O que dizem os bebês reborn sobre nós?
Confira a coluna desta quinta-feira (15)
Nos últimos dias, os bebês reborn tomaram conta das redes sociais e das manchetes digitais. São bonecos incrivelmente realistas, idênticos a bebês humanos, que aparecem em vídeos sendo alimentados, embalados, trocados, etc.
Em muitos casos, suas “mães” – mulheres adultas – descrevem rotinas cuidadosas, quase indistinguíveis das de uma mãe real com um recém-nascido.
O impacto nas redes é imediato: estranhamento, julgamento, curiosidade e, não raro, críticas ferozes.
“Isso é loucura!”, “Essas pessoas estão fugindo da realidade!”, afirmam outros. A inquietação pública parece nascer da mesma fonte: o medo do que não compreendemos.
Afinal, o que leva alguém a cuidar de um boneco como se fosse um bebê real?
Freud, em seus estudos sobre o fetichismo e a realidade psíquica, já nos alertava que nem tudo que é vivido no plano simbólico é necessariamente ilusão. Para o sujeito, aquilo é real.
E Winnicott, ao falar do objeto transicional – aquele ursinho ou paninho que a criança leva para todos os cantos – nos mostrou que usamos representações para suportar perdas, angústias e momentos de transição.
Talvez os reborn sejam isso: objetos transicionais ampliados para adultos em processo de luto, solidão ou reconfiguração de sentido. É impossível não lembrar do filme “Inteligência Artificial (A.I.)”, no qual uma mãe, ao perder seu filho, “adota” um robô projetado para substituí-lo.
A ideia parece absurda, mas o sofrimento humano tem caminhos complexos para buscar reparação.
A dor da ausência, especialmente da maternidade interrompida ou impossibilitada, encontra nas formas simbólicas – e até fantasiosas – uma via de sobrevivência emocional.
No entanto, nem todas as “mães de reborn” estão vivenciando um luto. Muitas afirmam nas redes que se trata apenas de uma forma de hobby, coleção ou até brincadeira adulta, como uma extensão de algo que viviam na infância.
Algumas organizam encontros em praças, compartilham dicas de cuidados e se emocionam ao receber um novo bebê pelo correio – cuidadosamente embalado, com certidão de nascimento e tudo.

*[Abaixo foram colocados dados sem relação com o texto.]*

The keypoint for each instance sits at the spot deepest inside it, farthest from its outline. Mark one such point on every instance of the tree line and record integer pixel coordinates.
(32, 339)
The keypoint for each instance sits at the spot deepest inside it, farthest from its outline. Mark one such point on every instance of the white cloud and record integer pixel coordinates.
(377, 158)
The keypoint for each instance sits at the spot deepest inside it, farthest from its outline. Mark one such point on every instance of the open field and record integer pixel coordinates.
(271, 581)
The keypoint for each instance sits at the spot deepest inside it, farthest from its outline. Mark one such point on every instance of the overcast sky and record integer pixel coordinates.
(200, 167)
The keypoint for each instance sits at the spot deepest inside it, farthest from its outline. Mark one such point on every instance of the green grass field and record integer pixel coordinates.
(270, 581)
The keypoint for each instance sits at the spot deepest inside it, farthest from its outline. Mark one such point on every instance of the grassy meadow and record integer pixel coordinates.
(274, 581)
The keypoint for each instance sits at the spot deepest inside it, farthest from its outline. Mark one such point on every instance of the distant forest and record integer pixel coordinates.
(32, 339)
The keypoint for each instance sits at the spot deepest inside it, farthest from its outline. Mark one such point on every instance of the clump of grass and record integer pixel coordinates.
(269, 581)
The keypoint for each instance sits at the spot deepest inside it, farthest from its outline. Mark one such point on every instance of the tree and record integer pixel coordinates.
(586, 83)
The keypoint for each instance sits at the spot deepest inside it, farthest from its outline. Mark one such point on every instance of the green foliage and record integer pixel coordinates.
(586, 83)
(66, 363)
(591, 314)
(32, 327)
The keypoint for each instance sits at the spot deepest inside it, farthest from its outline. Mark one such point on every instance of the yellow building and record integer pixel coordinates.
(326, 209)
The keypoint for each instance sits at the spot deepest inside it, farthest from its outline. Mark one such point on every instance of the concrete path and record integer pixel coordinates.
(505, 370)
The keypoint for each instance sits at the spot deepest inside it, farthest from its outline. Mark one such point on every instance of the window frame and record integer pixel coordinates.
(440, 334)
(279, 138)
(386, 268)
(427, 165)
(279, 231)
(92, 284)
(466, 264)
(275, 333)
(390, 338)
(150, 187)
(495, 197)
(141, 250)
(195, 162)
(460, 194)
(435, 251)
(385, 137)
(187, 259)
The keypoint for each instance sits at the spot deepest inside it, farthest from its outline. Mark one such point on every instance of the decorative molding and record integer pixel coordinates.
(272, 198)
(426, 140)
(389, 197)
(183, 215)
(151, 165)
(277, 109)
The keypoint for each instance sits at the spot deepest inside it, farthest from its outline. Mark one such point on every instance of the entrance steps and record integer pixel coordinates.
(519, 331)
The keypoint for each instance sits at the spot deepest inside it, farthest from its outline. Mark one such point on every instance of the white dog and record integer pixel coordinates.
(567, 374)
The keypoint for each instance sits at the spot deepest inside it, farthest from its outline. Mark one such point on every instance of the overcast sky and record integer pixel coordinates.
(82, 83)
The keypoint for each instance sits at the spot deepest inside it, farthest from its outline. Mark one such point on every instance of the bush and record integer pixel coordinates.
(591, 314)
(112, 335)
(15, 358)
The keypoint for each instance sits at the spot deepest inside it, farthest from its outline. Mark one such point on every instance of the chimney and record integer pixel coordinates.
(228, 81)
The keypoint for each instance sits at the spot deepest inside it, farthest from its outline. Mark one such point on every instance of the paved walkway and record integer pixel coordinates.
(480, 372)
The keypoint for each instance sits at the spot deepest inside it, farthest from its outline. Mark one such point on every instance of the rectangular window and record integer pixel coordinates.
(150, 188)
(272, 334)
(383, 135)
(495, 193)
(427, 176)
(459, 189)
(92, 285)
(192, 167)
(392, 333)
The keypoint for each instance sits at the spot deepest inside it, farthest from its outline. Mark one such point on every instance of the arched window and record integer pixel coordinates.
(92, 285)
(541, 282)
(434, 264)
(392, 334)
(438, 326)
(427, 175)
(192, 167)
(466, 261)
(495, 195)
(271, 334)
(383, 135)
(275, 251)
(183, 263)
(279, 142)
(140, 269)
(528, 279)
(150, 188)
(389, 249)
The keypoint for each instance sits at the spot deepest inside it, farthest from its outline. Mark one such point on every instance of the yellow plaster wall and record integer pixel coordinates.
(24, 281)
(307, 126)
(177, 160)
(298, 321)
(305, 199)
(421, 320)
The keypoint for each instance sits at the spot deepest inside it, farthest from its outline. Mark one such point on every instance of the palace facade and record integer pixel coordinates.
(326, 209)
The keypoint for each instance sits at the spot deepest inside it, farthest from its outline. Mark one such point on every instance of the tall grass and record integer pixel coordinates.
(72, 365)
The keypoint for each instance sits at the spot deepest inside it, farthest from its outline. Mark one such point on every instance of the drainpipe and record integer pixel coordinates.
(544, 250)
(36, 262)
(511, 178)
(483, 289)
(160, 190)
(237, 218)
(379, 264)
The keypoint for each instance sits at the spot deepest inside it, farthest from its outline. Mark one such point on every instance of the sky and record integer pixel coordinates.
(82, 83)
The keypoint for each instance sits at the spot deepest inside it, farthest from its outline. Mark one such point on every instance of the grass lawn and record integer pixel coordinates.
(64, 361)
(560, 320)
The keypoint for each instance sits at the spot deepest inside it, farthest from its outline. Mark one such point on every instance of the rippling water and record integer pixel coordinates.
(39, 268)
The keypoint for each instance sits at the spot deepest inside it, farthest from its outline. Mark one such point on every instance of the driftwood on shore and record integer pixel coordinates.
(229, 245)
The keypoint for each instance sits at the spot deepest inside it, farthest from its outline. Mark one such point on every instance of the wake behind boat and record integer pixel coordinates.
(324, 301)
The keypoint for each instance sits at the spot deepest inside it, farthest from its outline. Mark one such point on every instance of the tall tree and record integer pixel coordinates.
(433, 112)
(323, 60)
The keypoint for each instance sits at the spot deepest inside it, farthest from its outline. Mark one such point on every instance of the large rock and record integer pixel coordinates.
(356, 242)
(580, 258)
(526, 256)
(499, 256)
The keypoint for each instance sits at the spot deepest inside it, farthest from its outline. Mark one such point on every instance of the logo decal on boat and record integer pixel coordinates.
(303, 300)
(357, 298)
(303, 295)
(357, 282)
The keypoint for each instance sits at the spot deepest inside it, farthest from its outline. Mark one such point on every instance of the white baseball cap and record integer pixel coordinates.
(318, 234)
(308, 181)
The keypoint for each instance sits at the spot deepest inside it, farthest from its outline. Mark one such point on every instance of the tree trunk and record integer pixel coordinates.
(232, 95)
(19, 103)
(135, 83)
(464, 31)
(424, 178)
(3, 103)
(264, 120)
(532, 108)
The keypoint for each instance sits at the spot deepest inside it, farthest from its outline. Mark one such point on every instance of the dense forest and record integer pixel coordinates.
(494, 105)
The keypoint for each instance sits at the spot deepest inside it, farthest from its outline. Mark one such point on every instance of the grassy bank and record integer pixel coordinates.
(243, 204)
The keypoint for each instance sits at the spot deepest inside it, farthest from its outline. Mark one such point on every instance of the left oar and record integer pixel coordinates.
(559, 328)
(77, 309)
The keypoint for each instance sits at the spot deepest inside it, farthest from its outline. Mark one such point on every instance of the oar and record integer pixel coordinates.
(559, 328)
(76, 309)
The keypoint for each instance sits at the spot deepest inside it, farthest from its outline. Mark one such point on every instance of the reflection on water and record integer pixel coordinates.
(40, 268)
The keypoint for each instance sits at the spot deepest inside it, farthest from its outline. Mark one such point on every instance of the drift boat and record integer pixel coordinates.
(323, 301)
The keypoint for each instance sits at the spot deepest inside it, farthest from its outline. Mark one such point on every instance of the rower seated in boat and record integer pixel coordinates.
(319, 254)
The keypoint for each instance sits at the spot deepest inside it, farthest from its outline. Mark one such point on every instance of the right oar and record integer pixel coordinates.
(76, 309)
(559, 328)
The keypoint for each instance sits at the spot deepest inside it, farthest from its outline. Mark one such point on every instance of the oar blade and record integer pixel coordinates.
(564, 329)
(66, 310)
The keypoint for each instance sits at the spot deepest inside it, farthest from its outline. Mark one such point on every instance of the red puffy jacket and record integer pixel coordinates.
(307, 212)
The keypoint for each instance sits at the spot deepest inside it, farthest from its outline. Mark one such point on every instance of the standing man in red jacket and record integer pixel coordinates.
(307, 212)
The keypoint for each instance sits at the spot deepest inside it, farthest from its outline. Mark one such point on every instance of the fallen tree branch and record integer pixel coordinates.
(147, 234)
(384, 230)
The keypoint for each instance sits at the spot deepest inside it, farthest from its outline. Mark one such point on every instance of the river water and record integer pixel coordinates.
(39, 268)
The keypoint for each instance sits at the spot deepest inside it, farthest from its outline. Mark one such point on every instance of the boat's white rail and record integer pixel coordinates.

A pergunta que fica é: por que isso nos assusta tanto? Vivemos em uma sociedade que consome reality shows, acompanha vidas alheias em tempo real e normaliza adultos vestidos de unicórnios em festas temáticas.
Mas uma mulher com um boneco nos braços é vista como “instável”, “louca”. A crítica diz mais sobre a nossa intolerância ao diferente do que sobre o fenômeno em si.
É claro que o excesso, em qualquer área da vida merece atenção.
Quando a linha entre o simbólico e o real se rompe, e uma brincadeira se torna uma negação total da realidade, pode haver sofrimento.
É papel da psicologia, nesse caso, acolher, compreender, escutar – não rotular.
Minha esperança é que, para a maioria, os bebês reborn sejam apenas uma forma de expressão simbólica, de afeto, de afago num mundo cada vez mais árido.
Que não seja um grito de socorro silencioso, ignorado por trás de filtros e algoritmos. Mas, se for, que saibamos escutar com empatia e não com preconceito.